In mice, deletion of exons 6-7 of Nme8 based on human mutation sites led to impaired transcript splicing. Nme8 was not essential for spermatogenesis, likely due to functional compensation by its paralog, Nme5. However, Nme8 expression was elevated and translocated to the nucleus in response to two weeks of cisplatin (CP) treatment. Nme8 deficiency under CP treatment further impaired antioxidant capacity, induced lipid peroxidation, increased ROS level, failed to activate autophagy, and resulted in aggravated DNA damage in testes and sperm. This halted the proliferation and differentiation of spermatogonia, the meiosis of spermatocyte, and impaired sperm motility, indicating that NME8 protects against CP-induced testis and sperm damage [1].

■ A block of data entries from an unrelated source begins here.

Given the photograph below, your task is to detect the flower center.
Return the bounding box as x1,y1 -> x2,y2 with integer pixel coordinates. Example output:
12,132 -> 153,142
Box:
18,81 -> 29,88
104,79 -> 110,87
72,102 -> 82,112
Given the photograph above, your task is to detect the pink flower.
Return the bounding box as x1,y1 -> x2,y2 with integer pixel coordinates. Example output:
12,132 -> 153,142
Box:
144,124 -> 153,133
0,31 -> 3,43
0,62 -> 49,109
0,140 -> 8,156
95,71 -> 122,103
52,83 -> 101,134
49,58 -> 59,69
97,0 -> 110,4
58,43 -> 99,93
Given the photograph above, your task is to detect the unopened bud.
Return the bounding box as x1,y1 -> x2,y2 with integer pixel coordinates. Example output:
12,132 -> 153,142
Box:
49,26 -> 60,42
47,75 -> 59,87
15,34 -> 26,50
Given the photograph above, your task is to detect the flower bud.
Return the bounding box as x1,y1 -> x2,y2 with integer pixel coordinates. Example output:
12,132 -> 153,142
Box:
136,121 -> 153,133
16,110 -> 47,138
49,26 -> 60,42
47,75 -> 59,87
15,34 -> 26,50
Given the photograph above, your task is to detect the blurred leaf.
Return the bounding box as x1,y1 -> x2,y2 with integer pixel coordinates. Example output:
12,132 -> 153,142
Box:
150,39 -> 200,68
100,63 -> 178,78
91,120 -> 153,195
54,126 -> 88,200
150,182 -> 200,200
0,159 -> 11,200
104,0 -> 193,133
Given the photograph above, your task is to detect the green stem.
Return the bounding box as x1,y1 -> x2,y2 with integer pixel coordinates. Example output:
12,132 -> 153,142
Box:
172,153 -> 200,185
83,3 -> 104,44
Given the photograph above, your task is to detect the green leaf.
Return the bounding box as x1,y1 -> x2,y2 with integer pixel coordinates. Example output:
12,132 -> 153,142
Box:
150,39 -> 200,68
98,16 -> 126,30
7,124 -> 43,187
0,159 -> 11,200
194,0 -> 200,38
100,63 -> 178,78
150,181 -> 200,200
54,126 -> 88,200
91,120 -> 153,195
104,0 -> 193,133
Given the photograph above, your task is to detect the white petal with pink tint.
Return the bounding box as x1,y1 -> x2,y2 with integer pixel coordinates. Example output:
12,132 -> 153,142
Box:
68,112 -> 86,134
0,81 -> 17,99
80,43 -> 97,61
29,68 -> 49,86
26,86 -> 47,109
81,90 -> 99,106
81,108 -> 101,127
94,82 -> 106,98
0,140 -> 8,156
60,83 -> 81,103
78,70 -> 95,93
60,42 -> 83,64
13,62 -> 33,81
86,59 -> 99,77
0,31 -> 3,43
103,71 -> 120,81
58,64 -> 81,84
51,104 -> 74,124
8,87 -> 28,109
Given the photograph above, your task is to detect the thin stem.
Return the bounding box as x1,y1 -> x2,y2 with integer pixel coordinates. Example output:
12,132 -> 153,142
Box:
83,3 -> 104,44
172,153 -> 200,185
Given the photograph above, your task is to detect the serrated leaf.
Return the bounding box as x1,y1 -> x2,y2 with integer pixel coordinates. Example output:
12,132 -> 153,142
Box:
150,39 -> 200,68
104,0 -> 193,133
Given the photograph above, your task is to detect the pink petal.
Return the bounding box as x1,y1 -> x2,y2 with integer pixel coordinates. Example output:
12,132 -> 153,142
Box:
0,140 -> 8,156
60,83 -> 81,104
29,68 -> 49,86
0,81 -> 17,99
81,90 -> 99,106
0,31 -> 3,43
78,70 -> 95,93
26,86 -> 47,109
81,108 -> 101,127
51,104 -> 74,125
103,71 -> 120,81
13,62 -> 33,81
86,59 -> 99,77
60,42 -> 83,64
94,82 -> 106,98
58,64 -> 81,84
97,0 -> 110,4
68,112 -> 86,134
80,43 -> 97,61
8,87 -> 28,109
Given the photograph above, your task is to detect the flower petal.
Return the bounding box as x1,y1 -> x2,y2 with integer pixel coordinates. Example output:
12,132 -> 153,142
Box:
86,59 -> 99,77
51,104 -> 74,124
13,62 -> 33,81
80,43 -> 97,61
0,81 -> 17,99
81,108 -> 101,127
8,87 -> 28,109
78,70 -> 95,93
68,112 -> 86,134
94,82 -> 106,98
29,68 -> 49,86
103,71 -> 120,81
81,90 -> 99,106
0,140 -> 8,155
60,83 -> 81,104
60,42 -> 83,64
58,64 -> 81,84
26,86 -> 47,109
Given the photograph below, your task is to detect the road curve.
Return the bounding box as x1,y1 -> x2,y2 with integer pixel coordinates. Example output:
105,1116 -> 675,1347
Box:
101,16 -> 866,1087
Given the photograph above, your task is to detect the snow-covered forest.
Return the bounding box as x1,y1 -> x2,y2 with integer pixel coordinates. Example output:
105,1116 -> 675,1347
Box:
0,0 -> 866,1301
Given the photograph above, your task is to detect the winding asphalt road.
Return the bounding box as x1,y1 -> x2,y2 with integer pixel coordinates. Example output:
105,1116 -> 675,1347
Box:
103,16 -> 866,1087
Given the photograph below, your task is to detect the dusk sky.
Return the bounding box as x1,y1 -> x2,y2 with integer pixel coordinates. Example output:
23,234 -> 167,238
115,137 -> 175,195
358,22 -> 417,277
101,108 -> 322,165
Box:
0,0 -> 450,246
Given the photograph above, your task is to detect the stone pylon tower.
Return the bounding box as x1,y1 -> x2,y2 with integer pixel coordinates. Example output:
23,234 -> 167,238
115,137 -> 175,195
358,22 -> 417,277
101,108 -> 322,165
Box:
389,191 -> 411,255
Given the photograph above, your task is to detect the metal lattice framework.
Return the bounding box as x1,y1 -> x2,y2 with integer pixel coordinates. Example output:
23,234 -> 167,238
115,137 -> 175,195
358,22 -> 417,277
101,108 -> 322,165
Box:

In conclusion, Nme8 plays a crucial role in protecting against cisplatin-induced male reproductive toxicity. The gene knockout mouse model has been instrumental in revealing this function in the context of male reproductive health. Although Nme8 may not be essential for spermatogenesis on its own, it is vital in safeguarding the testes and sperm from the harmful effects of cisplatin treatment.